AWS Wants Its Open Source Firecracker to Become Faster

Firecracker has emerged as Amazon Web Services (AWS) main open source project, while Firecracker’s new features as a Virtual Machine Manager (VMM) for micro virtual machines (microVMs) was relegated to a breakout session during AWS Re:Invent, the company’s annual user conference.
The AWS executives who gave a demo of Firecracker and disclosed some details about the project’s roadmap remained on point about how AWS, with the help of the open source community, continues to help and improve Firecracker. However, how AWS Firecracker project reflects the company’s commitment and open source community philosophy remain undisclosed.
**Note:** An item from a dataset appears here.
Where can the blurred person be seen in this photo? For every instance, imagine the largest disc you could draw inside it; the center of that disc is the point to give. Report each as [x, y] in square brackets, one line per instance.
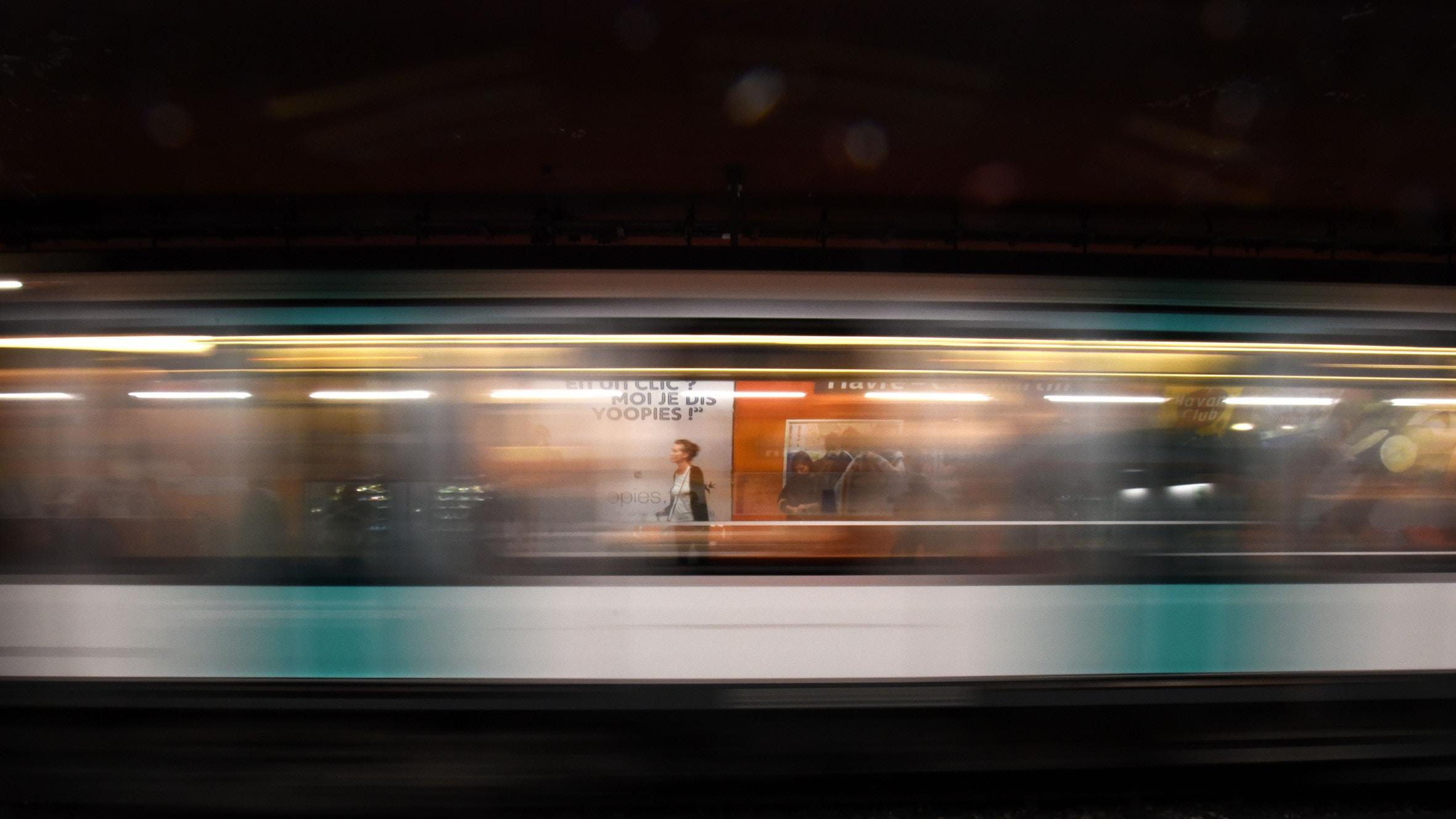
[870, 484]
[832, 467]
[688, 502]
[803, 488]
AWS is seeking in the immediate future — with the help of the open source contributors, of course — to make the process of accessing snapshot of microVMs much faster on an as-needed basis. The original idea has been to offer a virtualized environment to isolate containers based on the Linux Kernel Virtual Machine (KVM). What the developers hope to do now is to allow for access to, for example, a Kubernetes cluster within a microVM to “bring it up to a point with your snapshot where everything is working and when you really need it, really, really fast,” Radu Weiss, an AWS software development manager for Firecracker, told The New Stack after the breakout session and demo.
If during the container snapshot-taking process with Firecracker, you are unable to complete the process, Firecracker should soon be able to allow a service provider, for example, to resume taking snapshots at the point when the interruption occurred.
For the highlights of 2019, Weiss described how Firecracker has begun to offer support for ARM and AMD CPUs, and for Raspberry Pi devices. The roadmap outlines what Weiss said is a “focus on defense in depth, such as continuous fuzz testing and dependency reduction,” in the context of serverless compute platforms.
During the demo, Alexandra Iordache, AWS software development engineer showed how to slash FireCracker’s VM snapshot resume times to as little as 2ms. The goal, Iordache said, was to “take a snapshot of your VMs whenever you want,” then “start it up in 5ms whenever you need it.” The demo consisted of snapshots of 4,000 microVMs, each of which was running a small network workload.
While the process is already measured in milliseconds, the time savings will obviously add up for large-scale loading requirements when working with numerous snapshots. AWS previous said these improvements should be completed this year, AWS representatives would not comment on the timeline or whether the timeline had changed.
Alexandra Iordache, software development engineer, for AWS on slashing FireCracker's VM snapshot restore times to micro-seconds. #aws #reInvent2019 @thenewstack @brucegain pic.twitter.com/ney3EFLod9
— BC Gain (@bcamerongain) December 3, 2019
As mentioned above, AWS did not deviate from the subject of the Firecracker presentation to discuss how the project fits into AWS’ ambitions to play a larger role in the open source community. However, AWS continues to widen its offering for all things serverless, taking into account its proprietary, as well as, open source-related services.
Recently, Amazon CTO Werner Vogels recently wrote:
[W]e anticipate that there will soon be a whole generation of developers who have never touched a server and only write business logic. The reason is simple. Whether you’re building net new applications or migrating legacy, using serverless primitives for compute, data and integration enables you to benefit from the most agility that the cloud has to offer.